Friday, May 04, 2007

Paperstand (MSFT and YHOO in talks)

The NY Post reports that stung by the loss of Internet ad firm DoubleClick to Google (GOOG) last month, Microsoft (MSFT) has intensified its pursuit of a deal with Yahoo! (YHOO), asking the co to re-enter formal negotiations. While Microsoft and Yahoo! have held informal deal talks over the years, sources say the latest approach signals an urgency on Microsoft's part that has up until now been lacking. The new approach follows an offer Microsoft made to acquire Yahoo! a few months ago, sources said. But Yahoo! spurned the advances. Wall St. sources put a roughly $50bn price tag on Yahoo!. "They're getting tired of being left at the altar," said one banking source who has recently had talks with Microsoft. "They now seem more willing to extend themselves via a transaction to get into the game."

The WSJ’s ”Heard on the Street” column out saying that Brilliance China Automotive (CBA) is looking like a smart way to play China's love affair with cars. In a packed field of more than 32 Chinese auto makers, the co has increased its share of the Chinese car mkt to 2.4% at the end of 1Q07. Brilliance is out to grab additional mkt share by cutting prices, importing parts and employing the cachet of Italian design. Although it posted a net loss last year of 398m yuan ($51.65m), the shortfall was 39% narrower than the 650m yuan loss of the year before. Brilliance reaped $1.3bn in rev in ‘06, a 92% increase, on an increase in unit sales of its minibuses and, in particular, its Zhonghua sedans.

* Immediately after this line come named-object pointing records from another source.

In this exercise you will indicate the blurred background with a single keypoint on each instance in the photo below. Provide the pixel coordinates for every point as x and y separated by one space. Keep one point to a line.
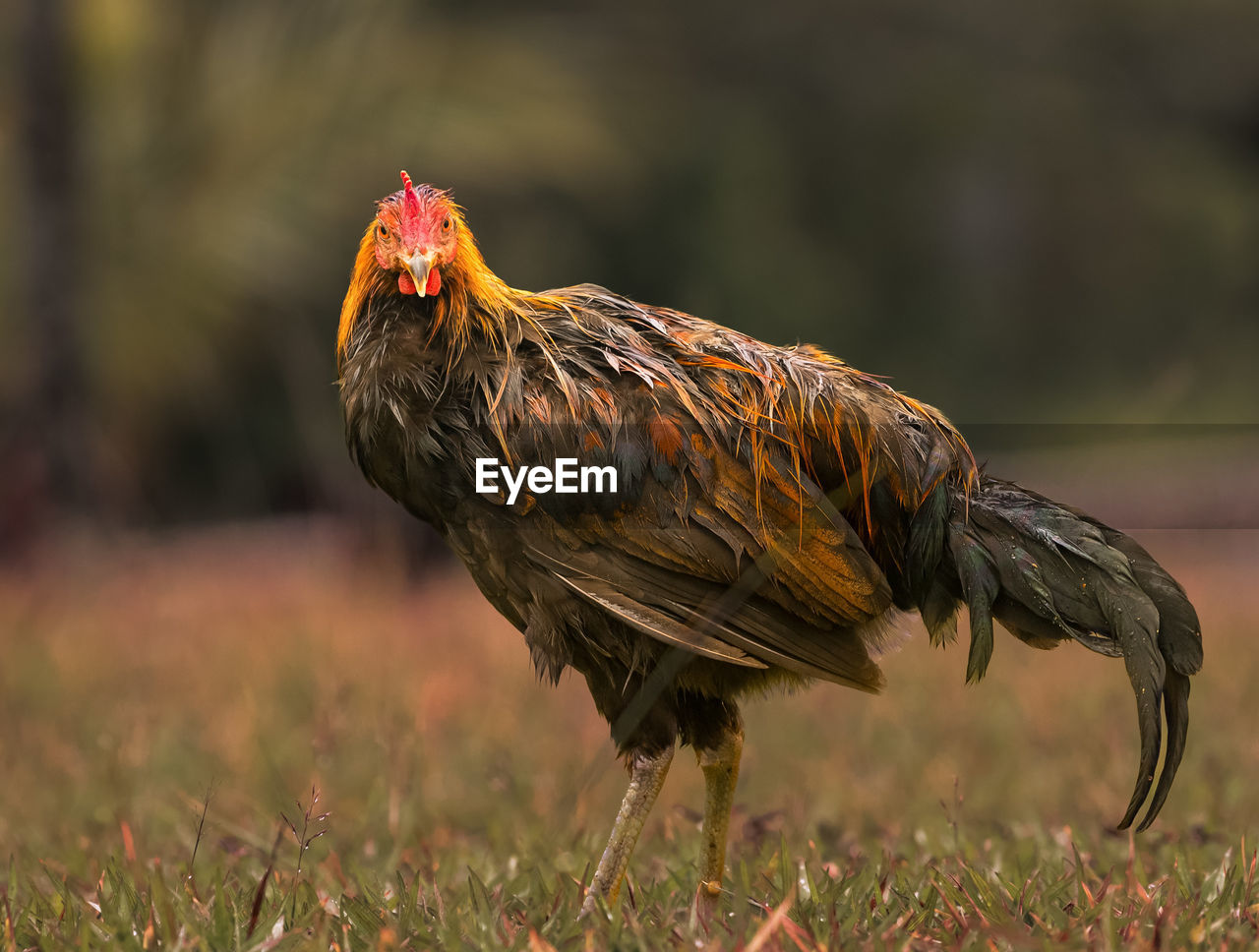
1043 219
1020 215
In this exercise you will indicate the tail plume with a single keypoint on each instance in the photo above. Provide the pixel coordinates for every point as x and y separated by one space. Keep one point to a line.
1050 573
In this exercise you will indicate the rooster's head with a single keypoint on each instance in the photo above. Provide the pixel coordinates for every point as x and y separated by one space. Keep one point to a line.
417 232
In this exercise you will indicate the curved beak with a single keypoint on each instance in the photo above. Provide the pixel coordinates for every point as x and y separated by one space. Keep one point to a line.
419 265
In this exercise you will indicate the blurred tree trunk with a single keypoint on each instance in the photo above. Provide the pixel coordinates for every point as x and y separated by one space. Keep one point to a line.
53 461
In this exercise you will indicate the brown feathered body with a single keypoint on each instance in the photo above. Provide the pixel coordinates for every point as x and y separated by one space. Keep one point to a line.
774 507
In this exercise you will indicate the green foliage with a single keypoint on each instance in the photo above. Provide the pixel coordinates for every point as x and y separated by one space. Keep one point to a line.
1017 214
164 714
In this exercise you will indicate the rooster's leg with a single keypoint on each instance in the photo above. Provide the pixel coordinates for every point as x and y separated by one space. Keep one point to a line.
719 759
647 773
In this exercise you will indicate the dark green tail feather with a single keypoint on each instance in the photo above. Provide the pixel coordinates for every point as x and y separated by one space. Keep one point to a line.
1048 573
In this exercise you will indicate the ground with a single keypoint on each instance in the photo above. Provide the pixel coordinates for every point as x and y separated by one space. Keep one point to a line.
171 708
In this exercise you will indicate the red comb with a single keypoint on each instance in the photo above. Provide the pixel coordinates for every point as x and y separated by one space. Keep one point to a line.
409 194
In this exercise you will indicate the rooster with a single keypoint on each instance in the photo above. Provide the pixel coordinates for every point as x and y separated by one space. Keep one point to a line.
773 511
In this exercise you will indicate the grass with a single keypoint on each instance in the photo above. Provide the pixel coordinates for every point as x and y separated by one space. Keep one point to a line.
269 738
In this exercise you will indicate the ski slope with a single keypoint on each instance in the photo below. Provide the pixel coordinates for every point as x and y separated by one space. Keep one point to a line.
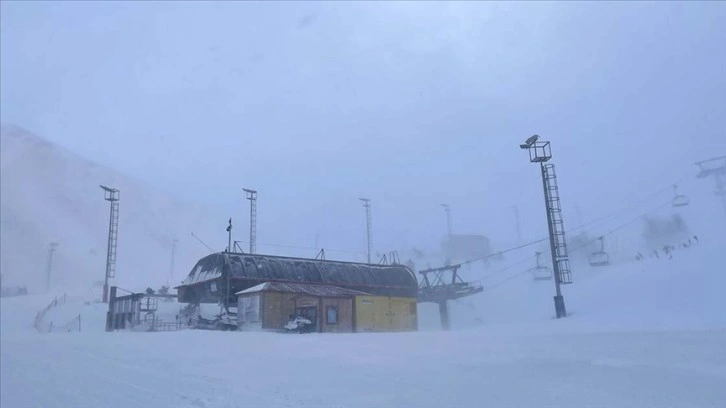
633 340
49 194
640 334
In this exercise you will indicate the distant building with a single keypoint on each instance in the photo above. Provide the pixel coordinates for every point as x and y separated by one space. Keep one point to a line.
216 278
271 305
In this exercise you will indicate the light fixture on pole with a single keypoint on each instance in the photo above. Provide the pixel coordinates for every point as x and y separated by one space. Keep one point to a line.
112 196
539 152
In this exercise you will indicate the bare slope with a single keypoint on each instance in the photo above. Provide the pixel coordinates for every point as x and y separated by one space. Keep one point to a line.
50 194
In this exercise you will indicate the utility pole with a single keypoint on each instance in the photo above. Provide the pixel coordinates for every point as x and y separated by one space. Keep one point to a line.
367 205
447 209
229 236
516 219
539 152
716 168
252 196
49 265
174 242
112 196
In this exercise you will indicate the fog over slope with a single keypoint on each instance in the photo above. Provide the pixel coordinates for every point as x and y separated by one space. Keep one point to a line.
50 194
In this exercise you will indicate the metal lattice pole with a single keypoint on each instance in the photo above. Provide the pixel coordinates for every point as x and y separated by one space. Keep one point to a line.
252 196
173 256
111 195
367 205
539 152
516 219
49 265
447 209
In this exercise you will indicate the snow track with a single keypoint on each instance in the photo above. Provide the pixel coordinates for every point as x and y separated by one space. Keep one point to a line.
217 369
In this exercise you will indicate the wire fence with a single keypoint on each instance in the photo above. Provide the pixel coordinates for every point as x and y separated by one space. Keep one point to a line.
74 325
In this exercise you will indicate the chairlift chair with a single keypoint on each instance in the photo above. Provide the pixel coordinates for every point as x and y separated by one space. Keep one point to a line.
540 272
599 258
679 200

Car sales in China are booming, as the growing consumer class takes to the road, creating the world's 2nd-largest vehicle market after the US. China's sedan mkt grew 30% to 5.18m units last year. For decades, the local mkt was completely dominated by the big-name foreign makers. Now, China's domestic car manufacturers are cutting costs and mounting a serious challenge. Brilliance has good prospects in that scrimmage. Citigroup rates its stock a Strong Buy, with a 12mo price tgt of $38 per ADS.

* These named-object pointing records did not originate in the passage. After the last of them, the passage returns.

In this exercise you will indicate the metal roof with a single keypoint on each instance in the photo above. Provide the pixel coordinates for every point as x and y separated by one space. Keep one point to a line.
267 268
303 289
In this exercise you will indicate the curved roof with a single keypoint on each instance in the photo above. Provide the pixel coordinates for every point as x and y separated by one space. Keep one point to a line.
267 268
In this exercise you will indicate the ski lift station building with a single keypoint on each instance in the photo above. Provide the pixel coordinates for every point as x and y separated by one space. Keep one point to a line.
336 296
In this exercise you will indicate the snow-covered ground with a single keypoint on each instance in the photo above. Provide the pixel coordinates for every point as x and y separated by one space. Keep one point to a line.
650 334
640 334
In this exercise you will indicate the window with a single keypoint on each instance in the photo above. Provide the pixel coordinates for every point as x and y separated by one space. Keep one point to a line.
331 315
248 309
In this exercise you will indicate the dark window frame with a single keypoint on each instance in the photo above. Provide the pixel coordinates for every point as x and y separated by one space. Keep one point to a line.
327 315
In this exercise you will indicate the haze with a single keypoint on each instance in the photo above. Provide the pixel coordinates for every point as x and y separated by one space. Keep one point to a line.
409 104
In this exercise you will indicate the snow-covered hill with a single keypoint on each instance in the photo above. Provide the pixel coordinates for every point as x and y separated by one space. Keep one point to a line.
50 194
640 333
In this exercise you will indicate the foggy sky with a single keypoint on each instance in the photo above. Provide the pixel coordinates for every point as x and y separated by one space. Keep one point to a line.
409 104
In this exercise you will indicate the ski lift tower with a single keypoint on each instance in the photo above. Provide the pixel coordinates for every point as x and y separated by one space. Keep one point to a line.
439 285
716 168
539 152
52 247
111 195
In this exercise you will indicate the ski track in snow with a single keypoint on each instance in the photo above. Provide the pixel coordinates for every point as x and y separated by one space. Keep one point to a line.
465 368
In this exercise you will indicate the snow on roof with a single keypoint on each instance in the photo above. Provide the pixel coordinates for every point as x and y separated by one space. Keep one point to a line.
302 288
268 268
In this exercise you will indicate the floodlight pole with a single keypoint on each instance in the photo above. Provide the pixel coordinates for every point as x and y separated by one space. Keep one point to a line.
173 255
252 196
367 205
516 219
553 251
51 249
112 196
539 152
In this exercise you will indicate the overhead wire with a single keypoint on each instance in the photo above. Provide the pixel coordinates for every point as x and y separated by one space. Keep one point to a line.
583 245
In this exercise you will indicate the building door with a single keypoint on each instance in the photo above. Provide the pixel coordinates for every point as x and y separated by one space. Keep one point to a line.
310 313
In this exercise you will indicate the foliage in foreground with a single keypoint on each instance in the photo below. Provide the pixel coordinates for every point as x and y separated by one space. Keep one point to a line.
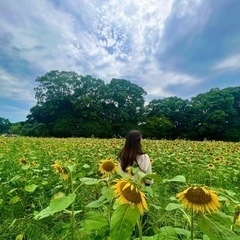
52 189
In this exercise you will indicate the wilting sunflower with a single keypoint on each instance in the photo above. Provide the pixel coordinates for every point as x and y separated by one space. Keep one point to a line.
199 199
107 167
128 193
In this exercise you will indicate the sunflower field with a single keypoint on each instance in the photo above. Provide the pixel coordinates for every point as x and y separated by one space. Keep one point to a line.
58 189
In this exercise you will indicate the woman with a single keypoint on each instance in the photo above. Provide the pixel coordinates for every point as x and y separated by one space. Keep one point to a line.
132 155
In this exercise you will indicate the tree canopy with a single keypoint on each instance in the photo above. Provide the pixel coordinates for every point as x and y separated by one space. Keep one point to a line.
71 105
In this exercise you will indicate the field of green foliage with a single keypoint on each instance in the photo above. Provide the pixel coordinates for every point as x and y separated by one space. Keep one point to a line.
52 189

Barron’s Online highlights IndyMac (IMB), whose shares have lost about a third of their value this year as investors fret about lower-income America's problems with paying back home loans. But this is one lender that doesn't deserve the subprime stain. The worst of the IndyMac's credit problems stemming from the subprime bust already seem to be baked into shares of a co that has a limited exposure to these risky loans in the first place. Trading at 1.2x book value, vs mortgage lender peers which trade at 1.6x, there doesn't seem to be much room for the stock to fall as the co's hybrid thrift and mortgage banking model gives it flexibility to maneuver through tough environments. And the stock's 6.5% dividend yield offers some margin of safety. Insiders are certainly buying into this story. As the stock skidded to its lowest level in nearly 4 years in March, IndyMac execs and directors stepped up to make their largest purchases of shares in co history. This activity triggered initial Victory Capital Mgmt portfolio manager Arvind Sachdeva to purchase shares at around $30 for the firm's "contrarian-minded" value fund: "We were already analyzing [IndyMac] but that got our attention."

“Inside Scoop” section reports that Netflix (NFLX) founder and recently appointed Microsfot (MSFT) director Reed Hastings has wasted no time in building up his holdings of the software giant with a $3m stock purchase. Hastings, who is also the CEO, Chmn and President of Netflix, bought 100K Microsoft shares for $30 each on May 1, his first purchase of the stock. Jonathan Moreland, of InsiderInsights.com, says Hastings' purchase sends out a strong upbeat signal b/c it went so far above and beyond Microsoft's stock ownership requirement and b/c insider buys are rare at the co, while selling is overwhelmingly the norm.